Published online by Cambridge University Press: 10 November 2010
INTRODUCTION
Few would question the need to make language classrooms a place where genuine and meaningful communication takes place and not simply one where students “practice” language for its own sake. This emphasis on making meaning the priority in syllabus design and methodology underlies many aspects of contemporary approaches to language teaching. For example:
Communicative Language Teaching: The need to make communication the primary focus of teaching materials and classroom activities has long been a core assumption of communicative methodology.
Task-based language teaching: The use of tasks that serve to facilitate meaningful communication and interaction lies at the heart of various proposals for “task-based instruction,” which is an attempt to apply principles from second language acquisition research to language teaching.

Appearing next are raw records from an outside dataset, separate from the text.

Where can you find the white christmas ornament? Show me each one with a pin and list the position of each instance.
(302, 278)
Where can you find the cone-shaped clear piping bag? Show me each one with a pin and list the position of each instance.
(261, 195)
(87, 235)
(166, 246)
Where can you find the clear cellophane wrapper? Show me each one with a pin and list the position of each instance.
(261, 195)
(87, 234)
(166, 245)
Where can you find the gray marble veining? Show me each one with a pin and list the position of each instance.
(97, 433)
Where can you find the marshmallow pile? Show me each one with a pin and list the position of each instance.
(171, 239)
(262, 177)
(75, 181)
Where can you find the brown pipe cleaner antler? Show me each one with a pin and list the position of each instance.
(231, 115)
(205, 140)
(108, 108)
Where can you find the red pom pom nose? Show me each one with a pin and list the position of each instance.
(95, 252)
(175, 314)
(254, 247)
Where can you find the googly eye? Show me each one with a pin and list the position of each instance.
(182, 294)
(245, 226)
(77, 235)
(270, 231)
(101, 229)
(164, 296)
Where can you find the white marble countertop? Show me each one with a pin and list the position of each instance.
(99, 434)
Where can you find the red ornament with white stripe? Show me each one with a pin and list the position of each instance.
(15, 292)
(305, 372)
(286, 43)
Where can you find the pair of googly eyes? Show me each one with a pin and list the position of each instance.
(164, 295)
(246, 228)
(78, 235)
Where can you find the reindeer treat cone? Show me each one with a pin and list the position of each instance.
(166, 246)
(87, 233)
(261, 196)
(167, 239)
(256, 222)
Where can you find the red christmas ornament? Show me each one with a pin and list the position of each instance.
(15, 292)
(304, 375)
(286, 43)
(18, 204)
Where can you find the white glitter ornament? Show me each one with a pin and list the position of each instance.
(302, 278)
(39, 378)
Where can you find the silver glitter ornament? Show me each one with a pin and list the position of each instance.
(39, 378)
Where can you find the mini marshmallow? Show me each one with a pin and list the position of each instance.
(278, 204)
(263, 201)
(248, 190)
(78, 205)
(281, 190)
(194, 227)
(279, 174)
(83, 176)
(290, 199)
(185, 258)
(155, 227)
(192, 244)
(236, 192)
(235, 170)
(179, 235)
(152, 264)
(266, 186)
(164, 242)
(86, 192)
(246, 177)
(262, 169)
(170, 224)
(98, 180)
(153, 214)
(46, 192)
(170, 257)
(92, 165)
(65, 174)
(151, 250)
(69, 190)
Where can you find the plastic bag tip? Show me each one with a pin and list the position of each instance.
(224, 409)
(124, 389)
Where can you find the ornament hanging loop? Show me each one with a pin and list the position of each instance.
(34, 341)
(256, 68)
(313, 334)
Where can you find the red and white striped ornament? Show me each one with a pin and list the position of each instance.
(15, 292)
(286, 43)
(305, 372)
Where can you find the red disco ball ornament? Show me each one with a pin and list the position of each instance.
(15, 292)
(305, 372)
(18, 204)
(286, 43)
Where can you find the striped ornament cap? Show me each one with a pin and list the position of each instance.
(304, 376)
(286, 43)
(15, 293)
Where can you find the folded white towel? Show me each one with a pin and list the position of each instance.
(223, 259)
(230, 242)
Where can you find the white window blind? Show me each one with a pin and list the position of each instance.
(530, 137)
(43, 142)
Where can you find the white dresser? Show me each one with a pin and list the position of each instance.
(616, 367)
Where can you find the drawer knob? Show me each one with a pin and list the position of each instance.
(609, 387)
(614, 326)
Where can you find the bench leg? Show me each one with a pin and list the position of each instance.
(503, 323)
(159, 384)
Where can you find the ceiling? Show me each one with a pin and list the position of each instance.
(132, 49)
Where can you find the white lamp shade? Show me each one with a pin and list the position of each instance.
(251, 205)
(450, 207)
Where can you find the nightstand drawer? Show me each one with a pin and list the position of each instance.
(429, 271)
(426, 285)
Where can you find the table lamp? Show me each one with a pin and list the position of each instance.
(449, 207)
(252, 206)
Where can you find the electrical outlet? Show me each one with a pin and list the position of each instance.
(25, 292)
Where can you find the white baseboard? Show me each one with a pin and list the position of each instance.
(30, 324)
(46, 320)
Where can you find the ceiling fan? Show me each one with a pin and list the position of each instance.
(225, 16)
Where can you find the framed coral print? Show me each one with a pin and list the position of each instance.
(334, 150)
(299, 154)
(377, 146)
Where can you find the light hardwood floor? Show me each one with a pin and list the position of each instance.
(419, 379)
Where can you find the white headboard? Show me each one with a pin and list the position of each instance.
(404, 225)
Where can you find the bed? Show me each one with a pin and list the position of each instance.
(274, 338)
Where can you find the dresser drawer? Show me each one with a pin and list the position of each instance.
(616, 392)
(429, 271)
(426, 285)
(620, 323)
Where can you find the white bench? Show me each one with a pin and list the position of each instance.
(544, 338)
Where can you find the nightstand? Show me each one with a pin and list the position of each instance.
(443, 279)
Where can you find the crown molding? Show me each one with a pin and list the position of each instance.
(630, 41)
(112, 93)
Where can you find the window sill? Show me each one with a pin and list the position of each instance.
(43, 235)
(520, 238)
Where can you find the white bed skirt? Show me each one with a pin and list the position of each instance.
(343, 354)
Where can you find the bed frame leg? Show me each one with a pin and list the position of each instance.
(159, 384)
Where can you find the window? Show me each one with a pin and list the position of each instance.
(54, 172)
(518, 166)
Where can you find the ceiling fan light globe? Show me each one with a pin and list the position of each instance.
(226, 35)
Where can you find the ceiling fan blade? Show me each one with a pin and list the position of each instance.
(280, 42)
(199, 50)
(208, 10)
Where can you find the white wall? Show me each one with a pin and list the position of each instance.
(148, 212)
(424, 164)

Content-based instruction: A focus on real-world content and the understanding and communication of information through language is the key to second language learning and teaching in this approach.
The articles in this section focus on task work and project work as different ways of creating opportunities for language learning through problem solving, cooperative learning, collaboration, and negotiation of meaning – processes which many believe are central to second language acquisition.
Many traditional approaches to language teaching are based on a focus on grammatical form and a cycle of activities that involves presentation of a new language item, practice of the item under controlled conditions, and a production phase in which the learners try out the form in a more communicative context.